Mining builds communities across Ontario — Red Lake

This article was provided by the Ontario Mining Association (OMA), an organization that was established in 1920 to represent the mining industry of the province.

Red Lake was the world’s first fly-in, fly-out mining camp.  In 1925, what is billed as the last great gold rush in North America began in Red Lake.  Travel by dog team and canoe soon gave way to bush plane prospecting and in the mid-1930s Red Lake was one of the busiest airports in the world.  Up to the end of 2011, the historic gold production from the Red Lake area was almost 27 million ounces.

“Red Lake in 1925 was founded as a fly-in, fly-out camp and if it wasn’t for dog sleds and airplanes at that time, we might not be here,” said Phil Vinet, Mayor of Red Lake.  “The long and short of it is that we are a mining town and we can’t lose sight of that.”  The city’s largest annual event, the Norseman Festival, celebrates the role of this historic Canadian-made float plane. 

The largest workforce in the community is Goldcorp’s Red Lake operations, which has 1,000 employees and 500 contractors.  “You can’t find a better corporate citizen than Goldcorp,” said Mr. Vinet.  Along with Goldcorp’s bullion production, the company is undergoing a major expansion and two advanced exploration projects — Rubicon’s Phoenix Project and Claude Resources Madsen Project – are also fuelling mine employment and community development.

Bill Greenway, Economic Development Officer for the municipality, points out that Red Lake hosts a sizeable mine supply and service cluster, which supports several hundred jobs.  OMA members such as diamond driller and manufacturer Boart Longyear, mine contractor Redpath and mine equipment supplier Atlas Copco all have operations in Red Lake.  Assay laboratories, government offices related to mining and other specialized contractors can also be found in Red Lake.

While mining helped bring infrastructure to this entire section of northwestern Ontario, forestry and tourism also are important components of the regional economy.  More than 100 fishing and hunting camps are in the area.  While headframes remind residents of their town’s industrial foundation, many Red Lake citizens feel like they are living in a national park.

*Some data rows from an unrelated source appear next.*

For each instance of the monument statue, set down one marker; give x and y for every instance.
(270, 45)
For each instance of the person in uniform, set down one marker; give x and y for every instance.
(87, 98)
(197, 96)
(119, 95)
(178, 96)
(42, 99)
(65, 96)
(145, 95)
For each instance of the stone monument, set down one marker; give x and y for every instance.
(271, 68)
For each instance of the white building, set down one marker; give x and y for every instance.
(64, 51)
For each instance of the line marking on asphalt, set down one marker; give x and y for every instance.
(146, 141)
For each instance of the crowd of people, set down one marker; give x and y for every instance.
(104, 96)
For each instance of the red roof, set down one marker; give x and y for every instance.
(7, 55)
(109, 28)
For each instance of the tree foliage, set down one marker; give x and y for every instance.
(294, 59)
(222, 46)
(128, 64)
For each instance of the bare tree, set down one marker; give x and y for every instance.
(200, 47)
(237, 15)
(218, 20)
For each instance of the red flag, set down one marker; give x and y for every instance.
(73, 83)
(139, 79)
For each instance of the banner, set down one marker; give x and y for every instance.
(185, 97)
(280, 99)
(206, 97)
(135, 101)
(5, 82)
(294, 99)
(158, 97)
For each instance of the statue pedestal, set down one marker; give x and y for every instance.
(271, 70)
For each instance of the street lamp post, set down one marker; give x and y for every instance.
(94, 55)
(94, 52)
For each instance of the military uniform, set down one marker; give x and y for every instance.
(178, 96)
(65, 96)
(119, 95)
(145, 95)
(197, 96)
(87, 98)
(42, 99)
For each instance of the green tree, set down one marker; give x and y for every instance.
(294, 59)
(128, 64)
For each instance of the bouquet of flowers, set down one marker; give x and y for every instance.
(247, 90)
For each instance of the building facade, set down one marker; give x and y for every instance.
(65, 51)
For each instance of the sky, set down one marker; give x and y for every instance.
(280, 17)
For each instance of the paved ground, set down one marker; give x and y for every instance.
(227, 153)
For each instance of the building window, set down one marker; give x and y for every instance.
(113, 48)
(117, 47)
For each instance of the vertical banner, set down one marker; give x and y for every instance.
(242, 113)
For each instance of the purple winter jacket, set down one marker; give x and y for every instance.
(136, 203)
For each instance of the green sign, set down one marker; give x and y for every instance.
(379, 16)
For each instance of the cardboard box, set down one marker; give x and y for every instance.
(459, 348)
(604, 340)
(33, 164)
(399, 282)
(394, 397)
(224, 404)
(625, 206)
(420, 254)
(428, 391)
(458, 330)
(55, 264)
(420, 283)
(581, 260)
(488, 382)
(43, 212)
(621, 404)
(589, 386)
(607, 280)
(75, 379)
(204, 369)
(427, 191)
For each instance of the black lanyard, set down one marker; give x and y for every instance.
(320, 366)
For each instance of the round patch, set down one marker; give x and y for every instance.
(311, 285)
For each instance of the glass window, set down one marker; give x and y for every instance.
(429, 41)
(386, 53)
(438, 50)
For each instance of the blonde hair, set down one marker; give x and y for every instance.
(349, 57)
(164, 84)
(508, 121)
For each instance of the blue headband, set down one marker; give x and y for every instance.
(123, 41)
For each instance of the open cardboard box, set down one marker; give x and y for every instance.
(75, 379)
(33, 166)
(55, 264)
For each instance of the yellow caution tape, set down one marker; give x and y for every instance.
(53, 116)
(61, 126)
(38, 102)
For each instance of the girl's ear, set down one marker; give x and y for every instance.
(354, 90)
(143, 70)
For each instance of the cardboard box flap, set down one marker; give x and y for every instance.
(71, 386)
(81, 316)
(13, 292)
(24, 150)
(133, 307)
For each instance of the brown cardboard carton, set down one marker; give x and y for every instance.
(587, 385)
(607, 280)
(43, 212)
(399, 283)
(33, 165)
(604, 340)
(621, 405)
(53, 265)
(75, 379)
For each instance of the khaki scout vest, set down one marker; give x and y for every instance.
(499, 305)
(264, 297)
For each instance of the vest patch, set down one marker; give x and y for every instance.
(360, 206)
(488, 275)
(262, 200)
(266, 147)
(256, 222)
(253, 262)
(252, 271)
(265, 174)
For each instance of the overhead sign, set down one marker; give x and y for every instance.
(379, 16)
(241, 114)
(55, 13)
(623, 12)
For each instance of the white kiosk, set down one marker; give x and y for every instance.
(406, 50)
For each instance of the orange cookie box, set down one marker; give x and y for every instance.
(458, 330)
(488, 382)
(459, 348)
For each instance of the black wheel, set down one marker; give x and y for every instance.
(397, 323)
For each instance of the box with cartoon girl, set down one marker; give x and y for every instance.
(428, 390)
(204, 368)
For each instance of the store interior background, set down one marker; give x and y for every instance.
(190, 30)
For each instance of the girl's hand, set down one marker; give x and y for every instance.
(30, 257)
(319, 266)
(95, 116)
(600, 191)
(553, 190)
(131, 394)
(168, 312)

Several construction projects are taking place in the community and commercial development is expanding.  Tim Horton’s has arrived in Red Lake and major hotel chains are setting up shop.  The city also serves as a major transportation hub.  The new airport terminal is great addition to the community.  “The new airport terminal is an asset and a business development tool,” adds Mr. Greenway.  “It provides the first impression for people entering town and the last impression when they leave – it is critical to the lifeblood of the community.”

Also, several First Nations, many of which are isolated, are in the area and have a combined population of about 10,000.  Mayor Vinet reminds us that Red Lake is the major service point for access to Woodland Caribou Provincial Park, which has caught the attention of UNESCO World Heritage designators.  The Red Lake Regional Heritage Centre shows that people from 45 different nations have built up a unique level of cultural diversity in the community.

The city in some ways is a partial victim of its own success in having to deal with glitches caused by growth.  Mayor Vinet points out the shortage of serviceable land and a tight housing market in Red Lake.  “We would benefit from greater density but Red Lake has all the underlaying values that build a solid community,” he said.  “Education, recreation, medical facilities, cultural amenities, all the pieces of the mosaic can be found here.”  Recreation facilities include what is billed as the northernmost 18-hole golf course in Ontario, which has tee blocks shaped like mine headframes to remind everyone of the community’s roots.

“I would like more certainty to provide a better ability to plan and make my community as sustainable as possible,” said Mayor Vinet.  All forces seem to indicate more people and economic growth for this community over the next several decades. 

While natural gas will be available to customers in Red Lake this Fall for the first time, there are concerns about the future electricity supplies.  Municipal government officials, mining people and local residents are all talking about the need for an expanded and more reliable electricity transmission and distribution systems to accommodate planned mine developments and ensuing population increases. 

The current population of the Red Lake area, which is in the Central Time Zone, in northwestern Ontario is about 5,200.  It is comprised of the communities of Red Lake, Balmertown, Cochenour, McKenzie Island, Madsen and Starratt-Olsen.  Red Lake, which at the 51st parallel of latitude, is 1,927 kilometres north and west from Toronto.  To put geography in a little perspective, Toronto is 1,983 kilometres north of Miami, Florida.
Check out road maps for orientation.  You are sure to be hearing more positive news about Red Lake in the future.